Ada yang tak kalah membahagiakan daripada wisuda Magister PAI, September lalu. Pada hari yang sama, saya menemukan selembar kertas di belakang jok mobil.
Waktu itu kami berangkat ke Semarang sekeluarga. Salah satu tradisi keluarga, kami berusaha menghadiri momen penting bersama-sama. Meskipun harus izin kerja (sewaktu masih terikat jam kerja) atau harus memintakan izin untuk anak-anak ke sekolah atau pondoknya.
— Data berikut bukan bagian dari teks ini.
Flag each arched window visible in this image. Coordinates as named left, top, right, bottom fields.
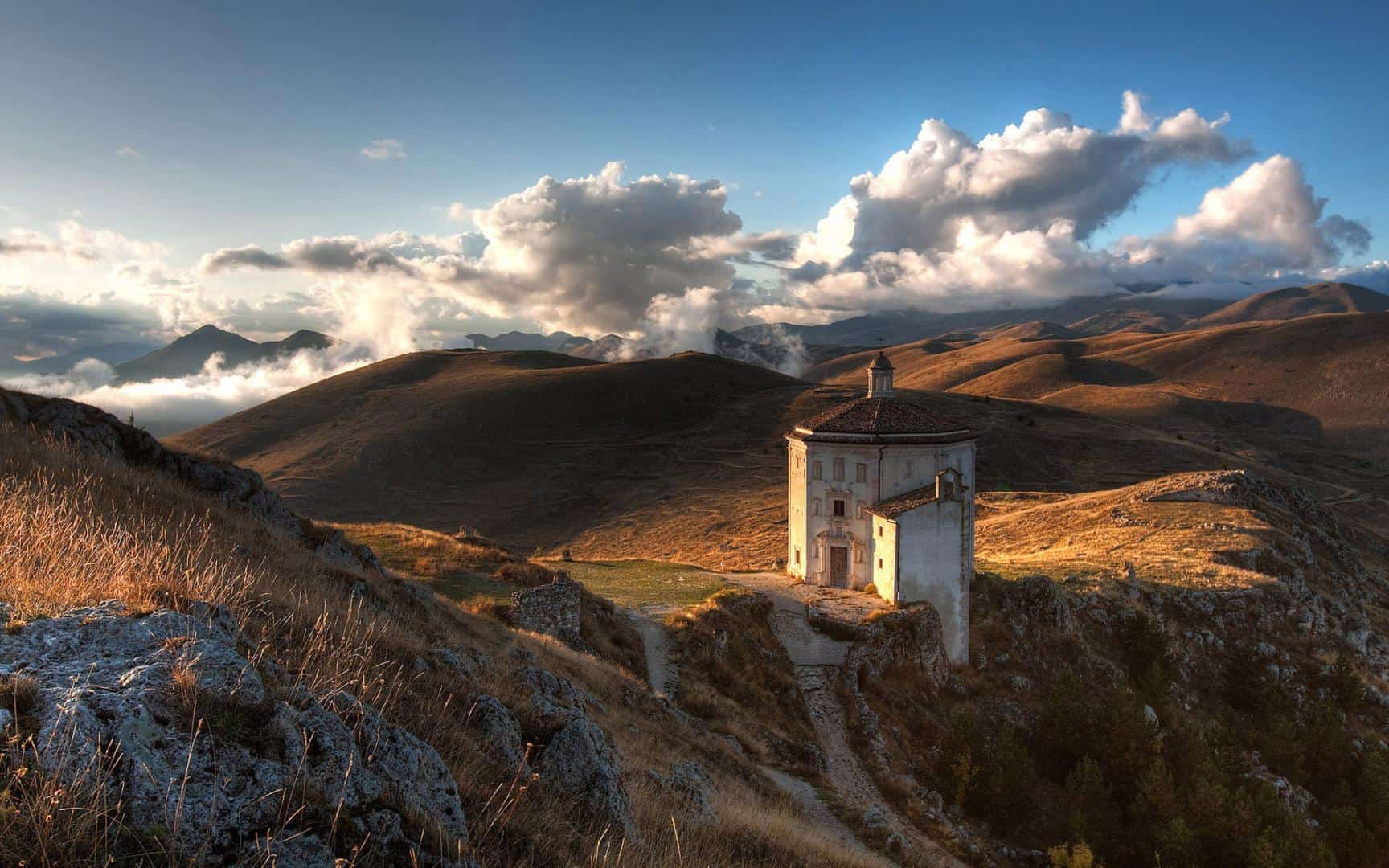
left=936, top=468, right=961, bottom=500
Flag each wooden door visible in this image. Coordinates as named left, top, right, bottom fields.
left=830, top=546, right=849, bottom=588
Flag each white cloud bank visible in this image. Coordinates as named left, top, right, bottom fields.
left=4, top=345, right=376, bottom=436
left=0, top=92, right=1372, bottom=430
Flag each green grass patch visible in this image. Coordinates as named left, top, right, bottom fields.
left=544, top=561, right=727, bottom=607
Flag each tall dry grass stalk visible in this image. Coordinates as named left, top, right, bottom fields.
left=0, top=425, right=883, bottom=868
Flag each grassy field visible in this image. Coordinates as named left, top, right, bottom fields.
left=543, top=561, right=729, bottom=607
left=336, top=522, right=519, bottom=603
left=336, top=522, right=727, bottom=608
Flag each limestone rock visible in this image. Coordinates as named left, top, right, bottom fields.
left=1004, top=575, right=1075, bottom=635
left=0, top=601, right=467, bottom=866
left=324, top=690, right=468, bottom=840
left=649, top=760, right=718, bottom=825
left=468, top=693, right=531, bottom=780
left=539, top=715, right=639, bottom=839
left=843, top=604, right=950, bottom=685
left=513, top=665, right=593, bottom=727
left=510, top=574, right=584, bottom=647
left=862, top=805, right=891, bottom=830
left=0, top=389, right=383, bottom=572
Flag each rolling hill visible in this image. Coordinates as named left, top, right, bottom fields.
left=1189, top=284, right=1389, bottom=328
left=805, top=314, right=1389, bottom=528
left=115, top=325, right=334, bottom=383
left=171, top=350, right=1239, bottom=568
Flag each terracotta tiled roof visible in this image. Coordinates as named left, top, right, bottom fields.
left=796, top=397, right=964, bottom=435
left=868, top=482, right=936, bottom=518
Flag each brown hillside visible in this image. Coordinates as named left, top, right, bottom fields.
left=805, top=313, right=1389, bottom=528
left=978, top=471, right=1383, bottom=590
left=174, top=351, right=1256, bottom=569
left=1190, top=284, right=1389, bottom=328
left=979, top=319, right=1080, bottom=340
left=805, top=314, right=1389, bottom=450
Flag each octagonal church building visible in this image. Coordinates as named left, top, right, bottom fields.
left=786, top=351, right=977, bottom=662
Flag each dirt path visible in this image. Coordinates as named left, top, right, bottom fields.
left=628, top=607, right=891, bottom=866
left=723, top=574, right=963, bottom=866
left=631, top=608, right=681, bottom=702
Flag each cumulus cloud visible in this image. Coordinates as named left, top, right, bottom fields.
left=199, top=162, right=794, bottom=334
left=1117, top=154, right=1370, bottom=276
left=361, top=139, right=410, bottom=160
left=8, top=92, right=1385, bottom=422
left=786, top=92, right=1368, bottom=314
left=0, top=288, right=160, bottom=361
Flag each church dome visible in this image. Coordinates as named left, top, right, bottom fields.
left=796, top=397, right=969, bottom=440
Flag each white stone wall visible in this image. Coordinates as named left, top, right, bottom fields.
left=786, top=440, right=975, bottom=644
left=872, top=515, right=897, bottom=594
left=786, top=440, right=809, bottom=579
left=893, top=500, right=973, bottom=662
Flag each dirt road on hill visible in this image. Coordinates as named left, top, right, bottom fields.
left=723, top=572, right=963, bottom=866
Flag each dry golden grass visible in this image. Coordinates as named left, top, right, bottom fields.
left=975, top=475, right=1297, bottom=589
left=0, top=429, right=872, bottom=866
left=666, top=588, right=818, bottom=776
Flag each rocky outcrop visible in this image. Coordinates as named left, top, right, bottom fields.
left=0, top=601, right=468, bottom=866
left=839, top=603, right=952, bottom=767
left=513, top=665, right=639, bottom=839
left=510, top=572, right=584, bottom=647
left=468, top=693, right=531, bottom=780
left=843, top=603, right=950, bottom=685
left=0, top=389, right=383, bottom=572
left=647, top=760, right=718, bottom=825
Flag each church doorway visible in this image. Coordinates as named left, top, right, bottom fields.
left=830, top=546, right=849, bottom=588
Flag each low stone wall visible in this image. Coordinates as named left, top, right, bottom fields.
left=511, top=572, right=584, bottom=646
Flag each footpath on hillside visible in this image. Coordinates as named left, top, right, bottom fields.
left=631, top=572, right=961, bottom=866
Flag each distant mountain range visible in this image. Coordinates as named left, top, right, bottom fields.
left=115, top=325, right=334, bottom=383
left=467, top=332, right=592, bottom=354
left=8, top=284, right=1389, bottom=382
left=0, top=340, right=160, bottom=374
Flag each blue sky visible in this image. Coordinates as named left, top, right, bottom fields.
left=0, top=2, right=1389, bottom=260
left=0, top=0, right=1389, bottom=426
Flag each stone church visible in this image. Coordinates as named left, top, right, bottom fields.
left=786, top=353, right=975, bottom=662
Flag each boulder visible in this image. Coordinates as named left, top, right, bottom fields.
left=649, top=760, right=718, bottom=825
left=0, top=389, right=383, bottom=572
left=468, top=693, right=531, bottom=780
left=539, top=714, right=639, bottom=840
left=0, top=601, right=468, bottom=866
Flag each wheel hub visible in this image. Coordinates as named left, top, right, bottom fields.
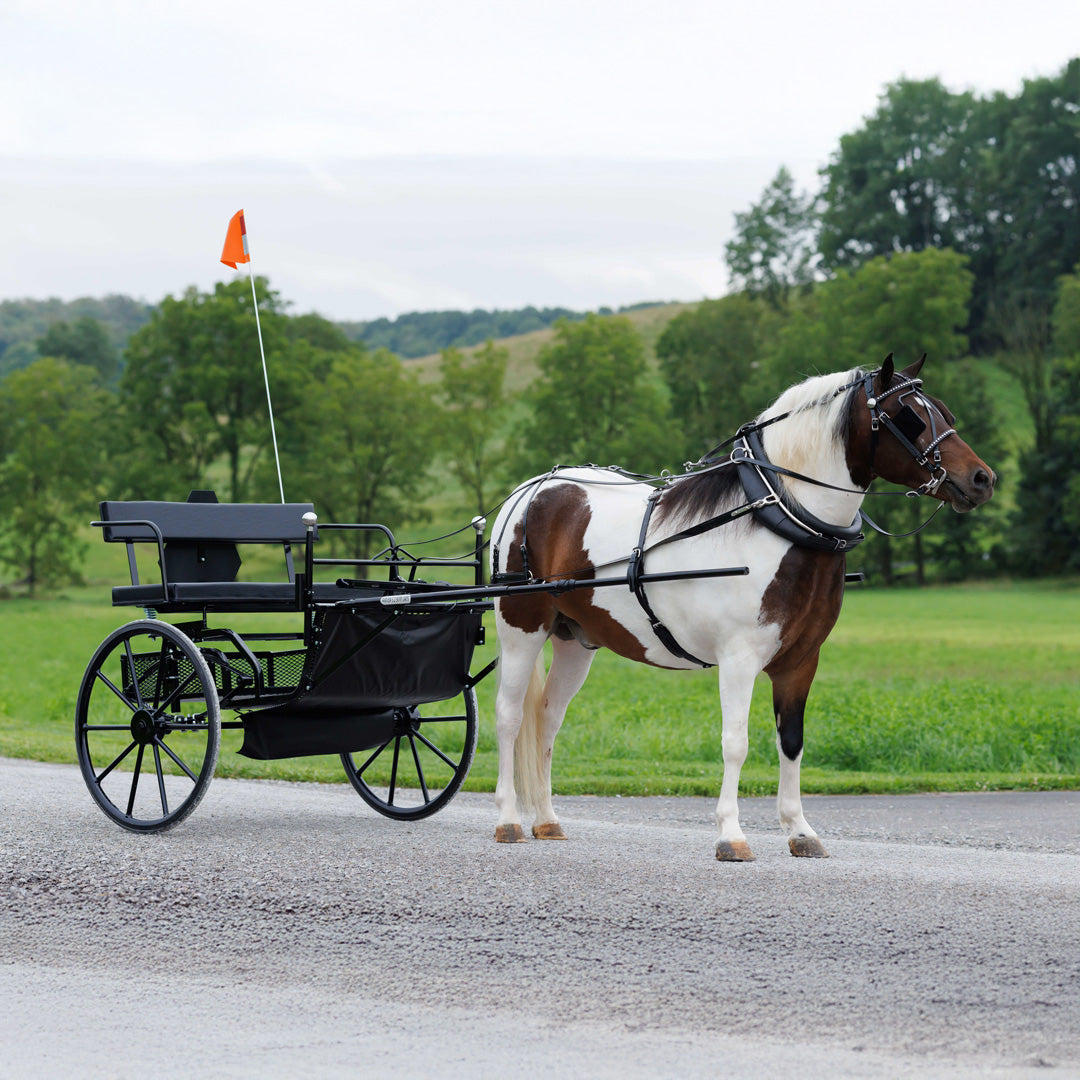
left=132, top=708, right=156, bottom=746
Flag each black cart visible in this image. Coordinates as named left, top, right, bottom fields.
left=76, top=492, right=495, bottom=832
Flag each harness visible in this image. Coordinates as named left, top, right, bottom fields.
left=491, top=372, right=956, bottom=667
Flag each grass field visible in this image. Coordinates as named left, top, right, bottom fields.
left=0, top=578, right=1080, bottom=795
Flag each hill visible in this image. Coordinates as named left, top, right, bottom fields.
left=406, top=302, right=696, bottom=392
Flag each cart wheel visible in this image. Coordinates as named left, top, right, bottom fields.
left=75, top=619, right=221, bottom=833
left=341, top=687, right=476, bottom=821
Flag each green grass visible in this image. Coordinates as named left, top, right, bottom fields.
left=0, top=578, right=1080, bottom=795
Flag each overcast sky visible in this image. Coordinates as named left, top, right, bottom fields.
left=0, top=0, right=1080, bottom=319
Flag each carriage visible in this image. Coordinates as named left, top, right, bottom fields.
left=76, top=491, right=742, bottom=832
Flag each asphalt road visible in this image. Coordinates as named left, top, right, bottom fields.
left=0, top=759, right=1080, bottom=1080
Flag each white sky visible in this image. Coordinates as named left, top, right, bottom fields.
left=0, top=0, right=1080, bottom=319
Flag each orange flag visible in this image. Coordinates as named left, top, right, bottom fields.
left=221, top=210, right=252, bottom=270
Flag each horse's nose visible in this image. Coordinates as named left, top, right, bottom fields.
left=971, top=468, right=997, bottom=498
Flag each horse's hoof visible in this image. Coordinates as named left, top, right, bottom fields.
left=716, top=840, right=757, bottom=863
left=532, top=821, right=566, bottom=840
left=787, top=836, right=828, bottom=859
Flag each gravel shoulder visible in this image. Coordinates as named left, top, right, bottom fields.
left=0, top=759, right=1080, bottom=1078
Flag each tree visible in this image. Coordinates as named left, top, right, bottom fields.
left=821, top=79, right=975, bottom=269
left=820, top=59, right=1080, bottom=350
left=282, top=347, right=435, bottom=558
left=657, top=293, right=781, bottom=457
left=120, top=278, right=291, bottom=502
left=724, top=165, right=819, bottom=308
left=1010, top=267, right=1080, bottom=573
left=38, top=315, right=117, bottom=379
left=518, top=314, right=674, bottom=471
left=438, top=341, right=510, bottom=514
left=0, top=356, right=109, bottom=596
left=773, top=248, right=972, bottom=375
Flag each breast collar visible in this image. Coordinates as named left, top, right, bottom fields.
left=731, top=430, right=866, bottom=553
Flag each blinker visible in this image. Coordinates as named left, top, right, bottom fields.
left=891, top=405, right=927, bottom=443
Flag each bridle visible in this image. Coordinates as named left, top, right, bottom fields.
left=855, top=369, right=956, bottom=499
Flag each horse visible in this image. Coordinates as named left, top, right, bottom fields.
left=490, top=354, right=996, bottom=862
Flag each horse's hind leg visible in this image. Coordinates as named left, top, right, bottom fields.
left=523, top=637, right=594, bottom=840
left=716, top=657, right=757, bottom=863
left=495, top=612, right=548, bottom=843
left=771, top=652, right=828, bottom=859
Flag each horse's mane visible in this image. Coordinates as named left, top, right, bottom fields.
left=658, top=367, right=863, bottom=524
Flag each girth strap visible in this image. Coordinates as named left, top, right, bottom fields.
left=626, top=488, right=713, bottom=667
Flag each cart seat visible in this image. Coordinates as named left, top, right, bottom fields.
left=112, top=581, right=382, bottom=612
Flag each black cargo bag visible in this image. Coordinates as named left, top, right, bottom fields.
left=240, top=607, right=482, bottom=760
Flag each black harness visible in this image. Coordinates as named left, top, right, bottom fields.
left=491, top=372, right=956, bottom=667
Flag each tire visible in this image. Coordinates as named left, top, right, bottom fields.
left=75, top=619, right=221, bottom=833
left=341, top=687, right=477, bottom=821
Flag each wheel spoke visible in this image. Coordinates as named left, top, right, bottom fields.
left=356, top=735, right=394, bottom=777
left=408, top=731, right=431, bottom=805
left=153, top=739, right=168, bottom=818
left=94, top=667, right=138, bottom=713
left=123, top=637, right=145, bottom=708
left=96, top=727, right=135, bottom=787
left=416, top=720, right=458, bottom=769
left=387, top=735, right=402, bottom=806
left=153, top=735, right=199, bottom=784
left=126, top=743, right=146, bottom=818
left=153, top=672, right=199, bottom=719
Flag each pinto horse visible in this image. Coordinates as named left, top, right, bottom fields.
left=491, top=355, right=995, bottom=862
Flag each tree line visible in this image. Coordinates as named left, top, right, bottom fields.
left=0, top=60, right=1080, bottom=588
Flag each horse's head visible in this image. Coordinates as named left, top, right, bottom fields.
left=848, top=353, right=996, bottom=514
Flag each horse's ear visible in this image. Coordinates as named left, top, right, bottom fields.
left=901, top=353, right=927, bottom=379
left=874, top=352, right=896, bottom=394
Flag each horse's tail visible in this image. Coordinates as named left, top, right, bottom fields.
left=514, top=649, right=548, bottom=811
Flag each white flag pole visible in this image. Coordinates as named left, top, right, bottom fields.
left=247, top=250, right=285, bottom=502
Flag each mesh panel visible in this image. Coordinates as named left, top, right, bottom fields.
left=121, top=649, right=307, bottom=700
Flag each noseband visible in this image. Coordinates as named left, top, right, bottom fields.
left=859, top=372, right=956, bottom=498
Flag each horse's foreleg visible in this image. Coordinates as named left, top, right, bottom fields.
left=716, top=658, right=757, bottom=863
left=771, top=652, right=828, bottom=859
left=532, top=637, right=594, bottom=840
left=495, top=620, right=548, bottom=843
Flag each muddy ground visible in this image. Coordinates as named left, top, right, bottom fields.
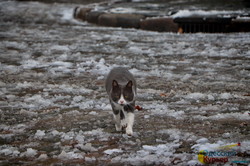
left=0, top=1, right=250, bottom=165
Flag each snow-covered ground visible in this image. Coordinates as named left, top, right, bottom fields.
left=0, top=1, right=250, bottom=165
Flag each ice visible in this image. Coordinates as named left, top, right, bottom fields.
left=37, top=154, right=48, bottom=161
left=57, top=151, right=84, bottom=160
left=196, top=138, right=208, bottom=144
left=21, top=148, right=37, bottom=157
left=220, top=93, right=233, bottom=99
left=0, top=147, right=20, bottom=157
left=186, top=92, right=205, bottom=100
left=104, top=149, right=123, bottom=155
left=172, top=10, right=243, bottom=18
left=0, top=1, right=250, bottom=165
left=35, top=130, right=46, bottom=139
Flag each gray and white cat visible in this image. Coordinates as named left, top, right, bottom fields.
left=105, top=67, right=136, bottom=136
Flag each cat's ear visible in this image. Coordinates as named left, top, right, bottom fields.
left=112, top=80, right=118, bottom=87
left=126, top=81, right=133, bottom=88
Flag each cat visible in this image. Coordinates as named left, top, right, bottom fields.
left=105, top=67, right=136, bottom=136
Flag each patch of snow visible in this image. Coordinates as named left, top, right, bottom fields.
left=21, top=148, right=37, bottom=157
left=220, top=93, right=233, bottom=100
left=104, top=149, right=123, bottom=155
left=57, top=151, right=84, bottom=160
left=0, top=147, right=20, bottom=157
left=185, top=92, right=206, bottom=100
left=35, top=130, right=45, bottom=139
left=172, top=10, right=242, bottom=18
left=37, top=154, right=48, bottom=161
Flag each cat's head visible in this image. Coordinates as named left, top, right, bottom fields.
left=111, top=80, right=135, bottom=105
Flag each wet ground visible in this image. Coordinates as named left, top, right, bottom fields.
left=0, top=1, right=250, bottom=165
‘Wisuda’ sekolah juga begitu. Sepanjang bisa diusahakan, kami akan menghadiri bersama. Bahkan sering kali waktu mengambil raport juga bersama-sama. Maksudnya, saya dan istri berdua. Anak yang lain ya nggak perlu ikut kalau hanya ambil raport kakak atau adiknya.
Kertas itu milik Miqdad, anak kedua. Sepertinya tugas sekolah karena ada kop Al Uswah. Ada beberapa pertanyaan di lembar itu yang sudah ia jawab seluruhnya.
Salah satu pertanyaannya adalah “Siapa orang yang paling menginspirasi hidupmu selain Rasulullah?” Miqdad menulis dua jawaban. 1. Seorang tokoh internasional. 2. Ayah.
Saya terenyuh. Ada getaran lembut di jiwa yang membuat mata berkaca-kaca. Lalu berkelebatan kenangan bersamanya sejak masa kecil hingga kini tumbuh menjadi pelajar SMA.
Fatherless Country
Indonesia termasuk salah satu negara yang dikategorikan sebagai fatherless country. Bukan karena banyaknya anak lahir tanpa ayah seperti di Barat, tetapi karena banyaknya anak yang kehilangan kedekatan psikologis dengan ayah. Ayah ada, tapi tidak dekat. Tidak punya hubungan emosional yang melekat.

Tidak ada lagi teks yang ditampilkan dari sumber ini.